I am so excited about my upcoming adventure on the Bell M. Shimada. I know I will experience so many amazing things that I will get to bring back to my classroom. This experience will not only help me in becoming a better educator but will also help me expose my students to even more real-world science concepts.

Did You Know?

On the survey we will be collecting data about Hake fish. Here’s a little bit of information about the type of fish we will be studying.

TAS Rhew hake

Pacific Hake, also known as Pacific Whiting

Hake, also referred to as Pacific Whiting, is normally found off the Pacific coast of the United States. They are typically grey/silver in color with some black speckling. The underside of Hake is a white-cream color. These fish are normally found near the bottom of the ocean since they feed on smaller, bottom-dwelling fish.
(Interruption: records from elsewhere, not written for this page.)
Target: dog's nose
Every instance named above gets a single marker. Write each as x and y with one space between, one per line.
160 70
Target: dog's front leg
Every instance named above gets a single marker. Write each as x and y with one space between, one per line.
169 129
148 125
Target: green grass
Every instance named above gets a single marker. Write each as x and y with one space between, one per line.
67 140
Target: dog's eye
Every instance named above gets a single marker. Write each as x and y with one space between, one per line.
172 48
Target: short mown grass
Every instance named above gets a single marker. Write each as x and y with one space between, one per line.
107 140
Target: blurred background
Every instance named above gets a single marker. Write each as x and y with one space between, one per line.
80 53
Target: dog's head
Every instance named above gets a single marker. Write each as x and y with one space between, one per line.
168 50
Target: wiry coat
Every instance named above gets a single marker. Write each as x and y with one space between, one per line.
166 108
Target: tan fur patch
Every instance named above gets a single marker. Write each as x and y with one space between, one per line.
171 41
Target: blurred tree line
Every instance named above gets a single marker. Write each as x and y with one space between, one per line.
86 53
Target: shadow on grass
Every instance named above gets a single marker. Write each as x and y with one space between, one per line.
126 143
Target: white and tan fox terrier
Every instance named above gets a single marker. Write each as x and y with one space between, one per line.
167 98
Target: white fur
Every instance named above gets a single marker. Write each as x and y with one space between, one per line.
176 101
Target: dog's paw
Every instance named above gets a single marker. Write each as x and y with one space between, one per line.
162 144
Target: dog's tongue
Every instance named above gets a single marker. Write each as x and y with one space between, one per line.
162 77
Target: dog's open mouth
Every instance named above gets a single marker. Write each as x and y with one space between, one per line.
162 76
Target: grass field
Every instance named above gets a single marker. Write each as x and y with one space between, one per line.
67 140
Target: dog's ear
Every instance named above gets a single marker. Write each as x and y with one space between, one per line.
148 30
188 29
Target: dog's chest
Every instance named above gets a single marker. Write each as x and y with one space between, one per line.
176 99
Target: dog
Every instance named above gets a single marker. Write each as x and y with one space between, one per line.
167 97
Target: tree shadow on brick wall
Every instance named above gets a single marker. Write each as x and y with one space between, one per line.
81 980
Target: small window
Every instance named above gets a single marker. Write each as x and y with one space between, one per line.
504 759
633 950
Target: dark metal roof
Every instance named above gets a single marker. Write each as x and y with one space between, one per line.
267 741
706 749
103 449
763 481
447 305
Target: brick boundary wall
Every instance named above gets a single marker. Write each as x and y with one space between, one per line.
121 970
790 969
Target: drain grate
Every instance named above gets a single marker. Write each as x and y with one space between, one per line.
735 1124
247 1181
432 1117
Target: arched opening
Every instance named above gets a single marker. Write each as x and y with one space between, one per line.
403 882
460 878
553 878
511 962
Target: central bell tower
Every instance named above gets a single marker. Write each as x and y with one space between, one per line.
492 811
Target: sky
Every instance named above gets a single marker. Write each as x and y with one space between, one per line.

These fish normally grow from one to three feet and weigh an average of five pounds. Hake have swim bladders which help them in the changing pressures of the ocean and to be able to navigate between the water columns. In later posts, I will discuss how research scientists in the acoustics lab on the Bell M. Shimada are using these swim batters to locate the fish in the ocean.

Something to Think About                 

You have probably eaten Hake before and didn’t even realize it. Hake is sometimes referred to as “White Fish” on menus. Because Hake is such a great fish for consumption, overfishing of this species is becoming an issue. Many countries and areas are starting to put regulations in place to help with the decreasing of the Hake population. NOAA has also become involved with this movement.